The Creation story establishes as its center stage prop, the metaphor of the Tree of Life and the Tree of Good and Evil. The kabbala of this story, most essentially defines Talmud through the tohor and tuma Yatzirot within our hearts. The symbol of life and death, expressed through the tohor and tuma Yatzirot, as expressed in the mitzva of kre’a shma, the Mishna understands that through this mitzva, Yidden have the opportunity to choose the yoke of Fear of Heaven; and live their lives for the purpose of building the reputation of their Good Name.
The language of this opening Torah story, a world full of chaos and anarchy, contrasts with the Order imposed by the 7 days of Creation. These two opposing powers of conflict, they mirror – they reflect – the two fundamentally opposed forces within Nature – life & death. The eternal conflict between these two opposing great powers, in their own odd manner, equally defines the laws of gravity; they create a magnetic field, which impacts human health.

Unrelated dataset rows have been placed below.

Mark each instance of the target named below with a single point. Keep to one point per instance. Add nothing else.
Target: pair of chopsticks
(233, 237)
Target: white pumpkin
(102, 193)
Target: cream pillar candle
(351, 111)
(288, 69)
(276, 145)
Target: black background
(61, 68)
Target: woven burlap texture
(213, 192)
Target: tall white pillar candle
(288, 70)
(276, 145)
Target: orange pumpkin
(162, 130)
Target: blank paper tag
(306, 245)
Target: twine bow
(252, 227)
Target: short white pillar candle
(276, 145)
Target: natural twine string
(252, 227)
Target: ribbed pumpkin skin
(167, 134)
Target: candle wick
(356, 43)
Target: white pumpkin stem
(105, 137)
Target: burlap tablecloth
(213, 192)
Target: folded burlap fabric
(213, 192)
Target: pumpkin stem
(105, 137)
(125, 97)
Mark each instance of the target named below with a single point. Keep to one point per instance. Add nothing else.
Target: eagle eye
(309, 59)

The kabbala of rabbi Akiva’s hints to a possible comparison to the basis of physics: gravity, electromagnetism, weak nuclear force, and strong nuclear force – the 4 fundamental forces of Physics. James Clark Maxwell through mathematical equations unified electric and magnetic forces in 1864. About 80 years thereafter, quantum physics consolidated electromagnetism with quantum physics. The interaction of these 4 primary forces, both פרדס and forces of physics, both tend to interact, so to speak, on a subatomic level.
The kabbala of rabbi Akiva’s פרדס scholarship sh’itta, the רמז\סוד roots search for and seek out the prophet mussar which the Aggadic/Midrash stories contain. To derive from either Aggadita or Midrash the essential “water and minerals” which the שורשים search, requires the acquired, and repeated practiced wisdom of דרוש\פשט. Previously, an earlier metaphor employed to describe this wisdom of Torah scholarship, the reference to the warp and weft of a loom.
Following the victory of the assimilated school of Talmudic scholarship, the rabbis that embrace with a passion Greek philosophy and logic; after the son of the Rosh and rabbi Karo embraced the assimilationist sh’itta of the Rambam, a violent “Civil War” erupted. A g’lut Civil War does not resemble a revolution or classic nation state Civil War. G’lut Jewry did not command their own armies. What the Rambam civil war did attract, hostile foreign States intervention. It began in Paris with the burning of the Talmud, and then spread to the expulsion of entire Jewish communities in France, Germany, and Spain.
German authorities took advantage of the anarchy among g’lut Jewry and imposed crushing taxation which destroyed the Jewish economy. The Church followed this economic attack with a decree that forced Jews to live in ghetto imprisonment for something like 300 years. These cruel policies caused a massive population transfer of Jewish stateless refugee populations. Jews in their 100,000s fled from Western Europe unto Eastern Europe; something like the fork in the road leading to the Nazi death camps. A tried and true method of refugee population control. The haven of Eastern Europe proved itself as a mirage of water in the desert.
Post Karo rabbinic Judaism shifted Torah scholarship away from the Talmud and directed the focus of its energies upon the Shulchan Aruch – the cliff notes of the בית יוסף. Then followed the canard that rabbi Karo based his rulings on halaka, that he followed a majority opinion based upon the Rif, Rosh, Rambam disputes – as if the former two followed the same definition of the term halaka as did the heretic. The realities of ghetto life & poverty, uprooted originality of Torah scholarship. The best Jewish minds failed to grasp or simply forgot that the Rambam’s definition of halaka raped the kabbala of rabbi Akiva, and the framers of the Talmud and Midrashim.